Some major indicators of the tracking policies are compared in Table 2. The simulated data set has 18 towers arranged so that a correct count of tracking indices should be 18. DeepSORT turns out to assign fewer tower IDs because some newly appeared towers are allocated with the previous track IDs (error of repetitive labeling). This mismatching roots in the unified appearance shared by the corresponding towers. On the contrary, SORT usually assigns much more tracking IDs, in that the same tower in consecutive frames always fails to be matched so that several IDs are allocated (error of hop labeling). Moreover, DeepSORT only generates repetitive labeling errors, while SORT undergoes hop labeling errors. It is also found that more sophisticated detectors are more likely to create mismatches among the unified targets. In general, DeepSORT with YOLOv5-s has the highest tacking precision in this study, which is recommended to track the landmark of transmission towers before the localization task.

Table 2.

Detailed comparison of the sorting results.

σ	DeepSORT		SORT
σ	YOLOv5-s	YOLOv5-x	YOLOv5-s	YOLOv5-x
Count of tracking indices	14	12	36	37
Precision (%)	77	61.9	73.1	72
Hop labeling error (%)	0	0.3	28	26
Repetitive labeling error (%)	100	99.7	72	74

Note: DeepSORT with YOLOv5-s has a count of tracking indices closest to the correct value of 18. Its tracking results also have the highest tracking precision, with its error represented as no hop labeling but completely repetitive labeling errors.

Localization

Landmark lateral deviation E

The localization results of the transmission towers from the simulation data set are first presented. The vision-based calculation results of the lateral deviation E are compared with the given landmarks’ position information. It is clear that the estimated E values are related to the transmission tower types. The mAP from YOLOv5-s and the corresponding standard deviation of the E for transmission towers A, B, C, and D are listed in Table 3. More accurate detection with higher mAP values tends to decrease the error of the E calculation. It is consistent with the intuition that inaccurate detection could lead to an inaccurate bounding box position e, and thus error in E would increase.

Table 3.

Comparison of mAP and the standard deviation of the E measurement for different transmission towers.

Type	A	B	C	D
mAP (%)	96.57	96.80	88.47	31.63
std	1.76	1.13	5.10	4.70

mAP: mean Average Precision; std: standard deviation.

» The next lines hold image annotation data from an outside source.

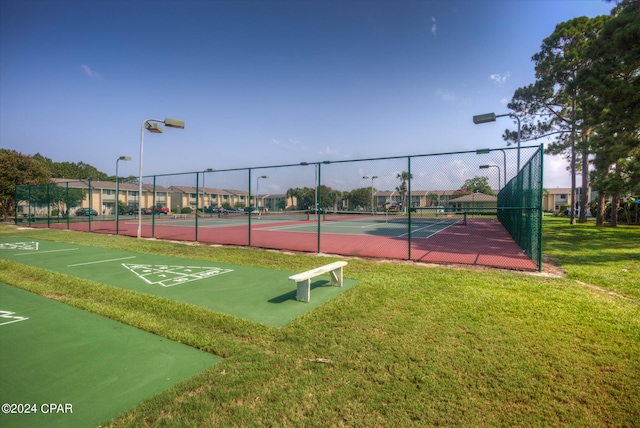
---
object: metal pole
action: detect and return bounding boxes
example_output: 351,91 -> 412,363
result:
138,120 -> 147,238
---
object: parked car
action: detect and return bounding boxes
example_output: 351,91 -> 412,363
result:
76,208 -> 98,216
153,204 -> 169,215
120,204 -> 138,215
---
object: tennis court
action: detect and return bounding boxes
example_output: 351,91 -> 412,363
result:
0,239 -> 356,327
66,211 -> 537,270
0,283 -> 221,428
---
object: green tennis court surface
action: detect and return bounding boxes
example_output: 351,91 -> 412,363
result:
0,239 -> 356,327
0,283 -> 220,427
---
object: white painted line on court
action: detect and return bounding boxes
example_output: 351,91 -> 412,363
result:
67,256 -> 136,267
16,248 -> 80,256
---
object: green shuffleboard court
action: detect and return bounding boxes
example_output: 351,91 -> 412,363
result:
0,239 -> 356,327
0,283 -> 221,428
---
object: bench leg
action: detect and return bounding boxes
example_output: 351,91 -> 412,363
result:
331,267 -> 342,287
296,279 -> 311,303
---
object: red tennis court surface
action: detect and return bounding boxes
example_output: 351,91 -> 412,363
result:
37,218 -> 538,270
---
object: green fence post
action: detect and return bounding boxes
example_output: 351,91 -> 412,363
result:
87,178 -> 93,232
405,156 -> 411,260
247,168 -> 252,246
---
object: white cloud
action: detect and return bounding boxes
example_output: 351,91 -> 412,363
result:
321,146 -> 337,155
80,64 -> 101,79
436,89 -> 456,102
489,71 -> 511,83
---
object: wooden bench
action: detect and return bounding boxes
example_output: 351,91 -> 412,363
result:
289,262 -> 347,303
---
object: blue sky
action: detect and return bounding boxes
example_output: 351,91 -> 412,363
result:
0,0 -> 612,187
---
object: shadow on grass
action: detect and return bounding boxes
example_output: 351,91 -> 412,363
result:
269,279 -> 331,303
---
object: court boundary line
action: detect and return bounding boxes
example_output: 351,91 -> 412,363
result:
67,256 -> 136,267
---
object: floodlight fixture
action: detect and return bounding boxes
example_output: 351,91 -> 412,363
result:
480,165 -> 506,192
144,122 -> 162,134
473,113 -> 522,174
138,118 -> 184,238
362,175 -> 378,212
473,113 -> 497,125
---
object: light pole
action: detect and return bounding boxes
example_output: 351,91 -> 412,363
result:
138,118 -> 184,238
473,113 -> 521,176
202,168 -> 216,217
476,149 -> 507,186
116,156 -> 131,235
480,165 -> 502,192
362,175 -> 378,213
258,175 -> 269,216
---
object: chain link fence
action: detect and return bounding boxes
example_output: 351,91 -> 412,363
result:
15,146 -> 543,269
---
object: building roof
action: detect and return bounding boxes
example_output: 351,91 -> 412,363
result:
449,193 -> 498,202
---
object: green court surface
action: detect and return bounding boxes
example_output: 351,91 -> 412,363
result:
0,283 -> 221,427
0,239 -> 356,327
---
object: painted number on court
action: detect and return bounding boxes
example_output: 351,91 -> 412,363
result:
0,311 -> 29,326
122,263 -> 233,287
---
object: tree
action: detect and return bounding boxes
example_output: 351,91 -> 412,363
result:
504,16 -> 608,224
33,153 -> 109,180
577,1 -> 640,226
460,177 -> 495,195
0,149 -> 51,218
347,187 -> 371,208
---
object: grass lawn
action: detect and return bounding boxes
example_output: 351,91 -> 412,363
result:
0,217 -> 640,427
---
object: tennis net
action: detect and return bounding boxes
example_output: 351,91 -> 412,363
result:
322,211 -> 467,225
218,210 -> 310,221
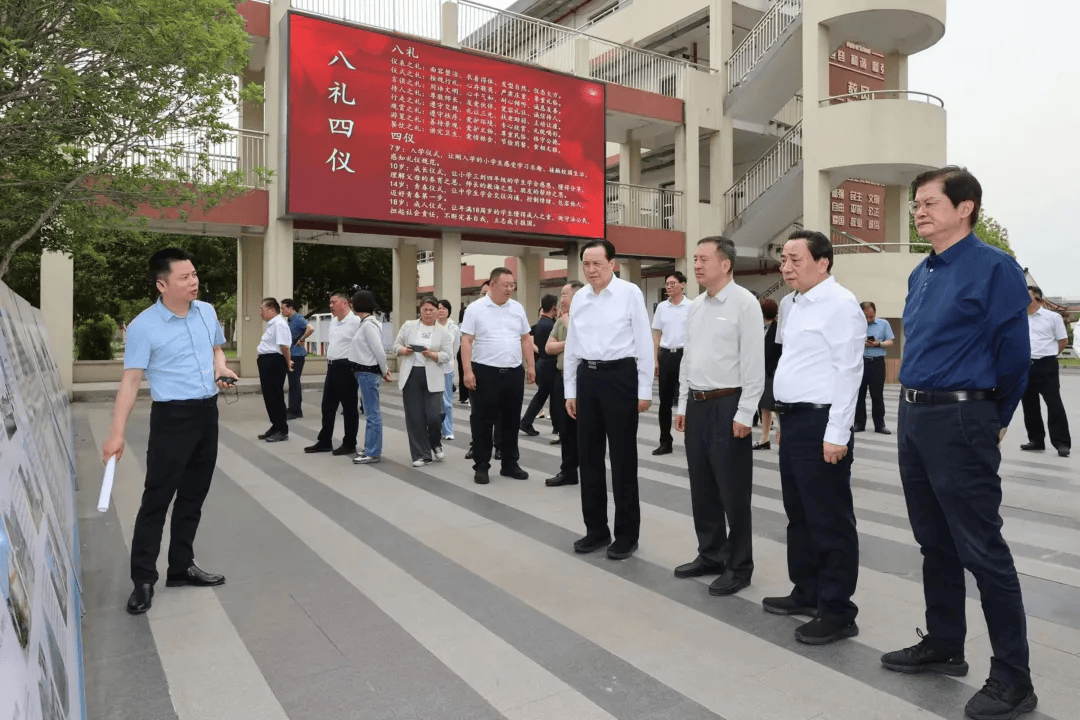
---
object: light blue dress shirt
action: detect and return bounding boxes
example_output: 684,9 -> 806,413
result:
124,297 -> 225,403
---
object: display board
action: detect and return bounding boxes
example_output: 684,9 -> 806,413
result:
0,283 -> 85,720
285,13 -> 605,239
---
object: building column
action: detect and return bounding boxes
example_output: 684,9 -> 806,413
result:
237,235 -> 261,378
434,231 -> 461,310
40,252 -> 75,399
391,240 -> 417,332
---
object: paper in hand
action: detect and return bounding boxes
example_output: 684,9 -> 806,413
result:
97,456 -> 117,513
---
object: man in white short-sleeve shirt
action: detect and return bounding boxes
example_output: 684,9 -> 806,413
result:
461,268 -> 536,485
1020,285 -> 1072,458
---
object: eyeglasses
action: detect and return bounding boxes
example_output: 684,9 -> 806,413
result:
907,200 -> 941,215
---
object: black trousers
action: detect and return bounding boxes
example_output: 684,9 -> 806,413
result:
131,397 -> 219,585
898,400 -> 1031,684
286,355 -> 307,415
551,368 -> 578,478
855,357 -> 885,430
522,357 -> 558,425
319,361 -> 360,448
1022,355 -> 1072,450
686,392 -> 754,580
258,353 -> 288,433
780,408 -> 859,621
660,348 -> 683,445
577,357 -> 642,543
469,363 -> 525,471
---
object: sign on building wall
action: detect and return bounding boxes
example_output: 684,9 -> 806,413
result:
285,13 -> 605,239
0,283 -> 85,720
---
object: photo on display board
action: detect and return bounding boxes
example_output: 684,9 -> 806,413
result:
0,512 -> 32,650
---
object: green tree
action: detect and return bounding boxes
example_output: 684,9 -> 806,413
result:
0,0 -> 265,277
909,207 -> 1016,257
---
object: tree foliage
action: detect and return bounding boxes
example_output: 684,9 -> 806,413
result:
0,0 -> 261,277
910,207 -> 1016,257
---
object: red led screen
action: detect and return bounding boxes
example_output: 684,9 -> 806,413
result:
286,14 -> 604,237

Another fact influencing the accuracy of E is the height h of the detected landmark in the image. According to Figure 11, E values based on smaller h values have larger errors. The reason is that smaller h values indicate the landmark in the image is small and more distant in reality, and the bounding box position tends to be inaccurate since the target size is small.

Figure 11.

Results of E and its error analysis.

Landmark distance D

The landmark distance De calculated in equation (6) is compared with the real landmark distance D during the whole flight for the straight line path. Their consistency is validated by the slope when we plot De versus D in Figure 12. The probability density function (PDF) of the error distribution shows that different tower types have similar error PDFs with reasonable accuracy. The De error is further analyzed as a function of bounding box height h, and the real landmark distance D. It indicates that smaller h and farther landmarks would generate higher distance measurement errors. It is the same situation compared with the E measurement results. It suggests that in the current simulation setup, the case when the bounding boxes with h larger than 300 pixel or the landmark distance D smaller than 150 m would provide better vision-based distance estimations.

Figure 12.

Results of D and its error analysis.

UAV locations $^{g} t_{b}$

The UAV locations in the flight path are finally achieved after calculations by equations (7) and (3). We compared the estimated locations and the real locations of the UAV in two different paths. As shown in Figure 13, it turns out that the detection–tracking–localization framework could have the UAV localized with acceptable accuracy. Here we directly use the mean location value when multiple landmarks have provided the localization information in the same frame. The std in the x direction is smaller than 10 m. However, the y direction has a larger std, which can reach 20 m in the simulated case. Both directions share a comparable relative error since the distance measured in the y direction is larger than that in the x direction.

Figure 13.

Measured localization results in comparison with the ground truth from two paths of the simulated flight.

Experimental results

Detection and tracking

The detection and tracking results of the transmission towers from the experiment are shown in Figure 14. The left column is recorded when the UAV is flying toward the northwest, and images in the right column are taken after the UAV turns around and flies to the southeast. Labels above the bounding boxes are presented by the DeepSORT algorithm, while the labels below the bounding boxes are the final tracking identities after implementing the identity correction algorithm.

Figure 14.

Detection and tracking results of the towers from the experiment.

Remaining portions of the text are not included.